The 7.3 percent plunge in Japanese stocks during the week injected needed sobriety into US markets, but they showed a resilience that cheered investors worried about protecting the year’s gains.
The Dow Jones Industrial Average closed the week down 0.3 percent, at 15,303.10, the broader S&P 500 lost 1.1 percent to 1,649.60 and the NASDAQ Composite was also down 1.1 percent at 3,459.14.
The drop in Tokyo on Thursday — a modest correction in the context of the Nikkei 225’s 21 percent climb in five weeks — sent other Asian and European markets sinking by more than 2 percent.
However, US stocks fended off the selling pressure, with the S&P 500 finishing just 0.28 percent lower on Friday, sending a sigh of relief around the world.
Traders remained cautious on Friday, with stocks virtually unchanged for the day. That left the markets lower for the five-day period after three straight weeks in which the Dow and S&P finished at all-time highs.
“Our markets have been pretty extended and certainly things don’t go up for ever,” Wedbush Securities’ Michael James said. “For the market to take a bit of a pause is certainly warranted.”
The week was uneasy, as shown by the whiplash on Wednesday over differing interpretations of US Federal Reserve Chairman Ben Bernanke’s testimony on the economy to the US Congress.
Shares rose when Bernanke warned that preliminary tightening of the Fed’s easy money policies would be risky, an initial signal that the Fed’s quantitative easing program would remain unchanged.
However, when he was reported shortly later predicting that quantitative easing could be tapered off starting “in the next few meetings” of Fed policymakers, traders reversed course, ignoring Bernanke’s conditional “if we see continued improvement and we have confidence that that is going to be sustained.”
Ultimately, Bernanke’s message was that the Fed still needs to see a few months’ worth of good data before pulling in its bond purchases.
However, the mixed interpretation was enough to discourage strong buying of shares for the rest of the week.
Confirming the caution was the surprise contraction in HSBC’s China manufacturing index for this month reported on Thursday, which served as the catalyst for the sell-off in Asia and Europe.
“Uncertainty regarding the timing of when the Federal Reserve will taper its asset purchases and festering uneasiness toward Chinese economic growth continue to stymie stocks,” Charles Schwab & C analysts said.
US markets nevertheless continued to be supported by an inflow of funds from small investors seeking to share the gains that remain strong. So far this year, the Dow is up 16.7 percent, the S&P 15.5 percent and the NASDAQ 14.3 percent.

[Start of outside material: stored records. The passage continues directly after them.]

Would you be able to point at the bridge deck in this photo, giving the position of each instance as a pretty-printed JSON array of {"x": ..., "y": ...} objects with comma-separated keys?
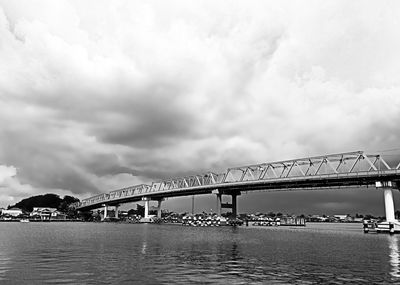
[{"x": 336, "y": 170}]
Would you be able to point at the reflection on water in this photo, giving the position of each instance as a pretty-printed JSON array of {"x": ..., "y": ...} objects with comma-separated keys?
[
  {"x": 394, "y": 256},
  {"x": 87, "y": 253}
]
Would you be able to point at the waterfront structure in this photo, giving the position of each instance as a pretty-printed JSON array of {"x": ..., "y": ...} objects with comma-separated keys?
[
  {"x": 14, "y": 212},
  {"x": 351, "y": 169},
  {"x": 45, "y": 213}
]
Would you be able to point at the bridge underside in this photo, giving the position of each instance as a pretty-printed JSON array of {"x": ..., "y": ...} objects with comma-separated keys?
[{"x": 278, "y": 185}]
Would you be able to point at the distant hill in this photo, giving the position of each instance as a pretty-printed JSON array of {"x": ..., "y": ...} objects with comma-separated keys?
[{"x": 47, "y": 200}]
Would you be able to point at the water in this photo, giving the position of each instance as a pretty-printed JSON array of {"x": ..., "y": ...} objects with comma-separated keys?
[{"x": 105, "y": 253}]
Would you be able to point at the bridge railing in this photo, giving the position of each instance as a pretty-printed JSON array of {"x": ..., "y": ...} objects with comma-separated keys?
[{"x": 350, "y": 163}]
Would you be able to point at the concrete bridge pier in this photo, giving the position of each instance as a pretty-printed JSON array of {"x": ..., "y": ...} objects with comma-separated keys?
[
  {"x": 105, "y": 211},
  {"x": 159, "y": 208},
  {"x": 391, "y": 225},
  {"x": 146, "y": 207},
  {"x": 219, "y": 202},
  {"x": 116, "y": 211},
  {"x": 232, "y": 205},
  {"x": 388, "y": 197}
]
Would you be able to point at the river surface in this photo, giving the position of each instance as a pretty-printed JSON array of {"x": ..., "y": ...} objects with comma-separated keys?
[{"x": 106, "y": 253}]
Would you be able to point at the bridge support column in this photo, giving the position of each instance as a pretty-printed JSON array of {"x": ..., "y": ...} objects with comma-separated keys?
[
  {"x": 105, "y": 211},
  {"x": 159, "y": 208},
  {"x": 146, "y": 207},
  {"x": 116, "y": 211},
  {"x": 388, "y": 197},
  {"x": 234, "y": 205},
  {"x": 219, "y": 201}
]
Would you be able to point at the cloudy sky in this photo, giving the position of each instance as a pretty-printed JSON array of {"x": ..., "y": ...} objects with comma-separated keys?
[{"x": 99, "y": 95}]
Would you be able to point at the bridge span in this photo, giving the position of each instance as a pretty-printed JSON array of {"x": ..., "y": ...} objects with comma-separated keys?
[{"x": 350, "y": 169}]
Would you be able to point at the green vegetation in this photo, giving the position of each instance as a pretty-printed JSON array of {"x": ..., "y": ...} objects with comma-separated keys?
[{"x": 47, "y": 200}]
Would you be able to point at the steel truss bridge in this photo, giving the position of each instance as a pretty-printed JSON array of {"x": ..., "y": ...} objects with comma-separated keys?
[{"x": 350, "y": 169}]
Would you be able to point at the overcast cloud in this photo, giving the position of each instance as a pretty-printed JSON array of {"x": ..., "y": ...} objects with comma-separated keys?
[{"x": 100, "y": 95}]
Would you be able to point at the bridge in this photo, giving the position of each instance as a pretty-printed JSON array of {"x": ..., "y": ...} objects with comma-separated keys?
[{"x": 350, "y": 169}]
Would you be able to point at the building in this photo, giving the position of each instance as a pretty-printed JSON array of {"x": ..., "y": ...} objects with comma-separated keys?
[{"x": 14, "y": 212}]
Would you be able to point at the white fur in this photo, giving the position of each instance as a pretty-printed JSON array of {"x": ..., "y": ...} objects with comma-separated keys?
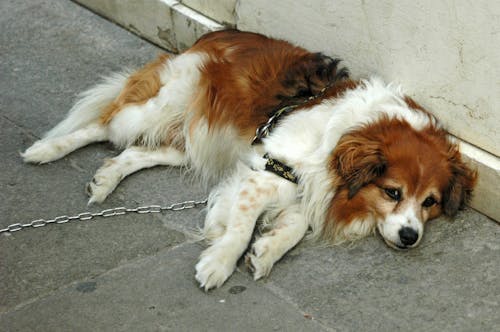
[
  {"x": 390, "y": 227},
  {"x": 234, "y": 220},
  {"x": 129, "y": 161},
  {"x": 150, "y": 123},
  {"x": 303, "y": 140},
  {"x": 89, "y": 106}
]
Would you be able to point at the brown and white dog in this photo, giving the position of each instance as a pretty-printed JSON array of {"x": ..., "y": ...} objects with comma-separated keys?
[{"x": 366, "y": 156}]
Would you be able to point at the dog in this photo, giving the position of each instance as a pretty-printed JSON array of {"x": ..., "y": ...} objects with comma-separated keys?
[{"x": 335, "y": 157}]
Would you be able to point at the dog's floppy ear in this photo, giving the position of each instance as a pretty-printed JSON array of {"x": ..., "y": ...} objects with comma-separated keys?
[
  {"x": 460, "y": 186},
  {"x": 357, "y": 160}
]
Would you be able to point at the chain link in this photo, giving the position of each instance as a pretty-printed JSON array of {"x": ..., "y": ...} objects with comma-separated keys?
[{"x": 118, "y": 211}]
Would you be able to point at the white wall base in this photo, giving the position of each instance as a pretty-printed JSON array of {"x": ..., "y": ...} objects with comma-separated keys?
[{"x": 166, "y": 23}]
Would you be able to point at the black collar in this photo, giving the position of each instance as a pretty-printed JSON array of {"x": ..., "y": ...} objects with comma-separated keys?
[{"x": 280, "y": 169}]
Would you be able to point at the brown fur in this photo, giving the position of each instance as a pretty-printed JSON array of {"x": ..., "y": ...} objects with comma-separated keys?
[
  {"x": 391, "y": 153},
  {"x": 249, "y": 75},
  {"x": 140, "y": 86}
]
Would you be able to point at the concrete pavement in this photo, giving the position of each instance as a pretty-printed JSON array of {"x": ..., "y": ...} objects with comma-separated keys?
[{"x": 136, "y": 272}]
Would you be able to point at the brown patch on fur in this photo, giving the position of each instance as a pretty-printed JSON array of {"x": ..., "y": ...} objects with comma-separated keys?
[
  {"x": 175, "y": 138},
  {"x": 390, "y": 151},
  {"x": 140, "y": 86},
  {"x": 248, "y": 76}
]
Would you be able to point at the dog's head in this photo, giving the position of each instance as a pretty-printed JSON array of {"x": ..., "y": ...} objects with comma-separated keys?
[{"x": 397, "y": 178}]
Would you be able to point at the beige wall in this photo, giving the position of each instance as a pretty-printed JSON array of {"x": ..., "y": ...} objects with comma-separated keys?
[{"x": 445, "y": 53}]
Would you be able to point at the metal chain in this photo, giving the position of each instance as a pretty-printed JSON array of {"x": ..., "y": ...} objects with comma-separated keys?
[
  {"x": 263, "y": 130},
  {"x": 118, "y": 211}
]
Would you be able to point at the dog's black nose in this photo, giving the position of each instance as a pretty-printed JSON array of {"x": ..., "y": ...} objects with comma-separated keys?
[{"x": 408, "y": 236}]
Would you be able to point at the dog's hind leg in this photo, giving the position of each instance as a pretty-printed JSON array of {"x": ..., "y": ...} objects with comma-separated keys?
[
  {"x": 288, "y": 229},
  {"x": 129, "y": 161},
  {"x": 53, "y": 148}
]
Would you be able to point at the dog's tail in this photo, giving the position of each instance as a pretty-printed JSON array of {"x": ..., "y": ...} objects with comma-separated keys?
[{"x": 90, "y": 105}]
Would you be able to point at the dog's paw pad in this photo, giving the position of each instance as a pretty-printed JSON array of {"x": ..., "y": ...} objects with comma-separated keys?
[{"x": 212, "y": 272}]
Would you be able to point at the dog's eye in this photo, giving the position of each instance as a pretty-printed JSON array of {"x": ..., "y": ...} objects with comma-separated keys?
[
  {"x": 429, "y": 201},
  {"x": 393, "y": 193}
]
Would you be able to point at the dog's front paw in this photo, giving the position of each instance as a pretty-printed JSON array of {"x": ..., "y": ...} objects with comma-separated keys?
[
  {"x": 213, "y": 269},
  {"x": 258, "y": 260},
  {"x": 42, "y": 152}
]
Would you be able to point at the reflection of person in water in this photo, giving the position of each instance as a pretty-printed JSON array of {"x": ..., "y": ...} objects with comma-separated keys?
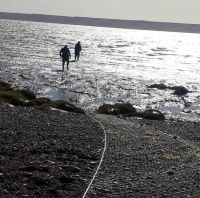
[
  {"x": 66, "y": 55},
  {"x": 77, "y": 51}
]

However, analysts said that going ahead, investors will need a little more clarity on the economic situation in the US and abroad before markets make their next move.
“We had kind of three down days in a row, so that raises some questions,” Mace Blicksilver of Marblehead Asset Management said.

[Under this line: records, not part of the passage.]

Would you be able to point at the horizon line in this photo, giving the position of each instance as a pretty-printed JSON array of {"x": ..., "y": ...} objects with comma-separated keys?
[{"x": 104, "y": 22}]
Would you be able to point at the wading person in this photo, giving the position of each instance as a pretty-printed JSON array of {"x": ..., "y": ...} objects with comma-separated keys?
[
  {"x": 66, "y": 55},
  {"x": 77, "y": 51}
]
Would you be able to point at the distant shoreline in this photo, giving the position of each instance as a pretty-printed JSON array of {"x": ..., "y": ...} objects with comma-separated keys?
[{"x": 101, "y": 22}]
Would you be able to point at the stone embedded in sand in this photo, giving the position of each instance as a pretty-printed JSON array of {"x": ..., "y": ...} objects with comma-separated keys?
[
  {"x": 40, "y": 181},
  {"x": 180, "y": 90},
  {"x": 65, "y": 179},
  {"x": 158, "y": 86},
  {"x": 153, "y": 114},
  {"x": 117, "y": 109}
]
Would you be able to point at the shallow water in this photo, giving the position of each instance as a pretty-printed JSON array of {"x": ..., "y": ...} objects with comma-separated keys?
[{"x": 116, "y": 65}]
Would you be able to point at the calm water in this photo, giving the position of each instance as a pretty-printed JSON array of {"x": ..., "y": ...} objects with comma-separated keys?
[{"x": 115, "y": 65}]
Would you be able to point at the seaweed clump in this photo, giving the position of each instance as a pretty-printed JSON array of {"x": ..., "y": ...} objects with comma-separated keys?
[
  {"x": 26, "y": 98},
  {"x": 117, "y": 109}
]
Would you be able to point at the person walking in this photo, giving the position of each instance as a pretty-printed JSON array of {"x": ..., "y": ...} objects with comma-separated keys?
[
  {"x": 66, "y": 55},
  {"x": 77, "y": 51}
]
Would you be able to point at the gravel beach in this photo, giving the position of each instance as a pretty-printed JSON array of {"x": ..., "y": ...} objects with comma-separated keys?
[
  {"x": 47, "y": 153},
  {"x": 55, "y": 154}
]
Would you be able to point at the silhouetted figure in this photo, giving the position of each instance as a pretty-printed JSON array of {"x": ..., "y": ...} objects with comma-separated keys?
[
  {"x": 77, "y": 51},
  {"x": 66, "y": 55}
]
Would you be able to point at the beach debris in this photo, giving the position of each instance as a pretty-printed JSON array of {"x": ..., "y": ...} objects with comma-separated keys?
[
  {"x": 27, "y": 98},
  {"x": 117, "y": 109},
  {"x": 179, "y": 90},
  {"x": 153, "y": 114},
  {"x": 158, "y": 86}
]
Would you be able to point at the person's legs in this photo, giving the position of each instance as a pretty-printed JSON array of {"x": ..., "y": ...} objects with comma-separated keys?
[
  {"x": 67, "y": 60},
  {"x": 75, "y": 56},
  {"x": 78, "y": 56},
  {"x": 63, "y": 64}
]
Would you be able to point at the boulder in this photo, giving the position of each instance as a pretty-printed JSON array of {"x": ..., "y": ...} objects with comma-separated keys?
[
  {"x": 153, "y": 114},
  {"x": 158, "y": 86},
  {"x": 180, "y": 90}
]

“A lot of dust has been kicked up through the last few sessions, and notwithstanding yesterday’s comeback effort, it is a little too early to say the dust has settled,” Patrick O’Hare of Briefing.com said on Friday.
US data in the coming week should offer some direction: the US Conference Board’s consumer confidence reading on Tuesday, a revised estimate of first-quarter economic growth on Thursday and personal income and expenditures on Friday.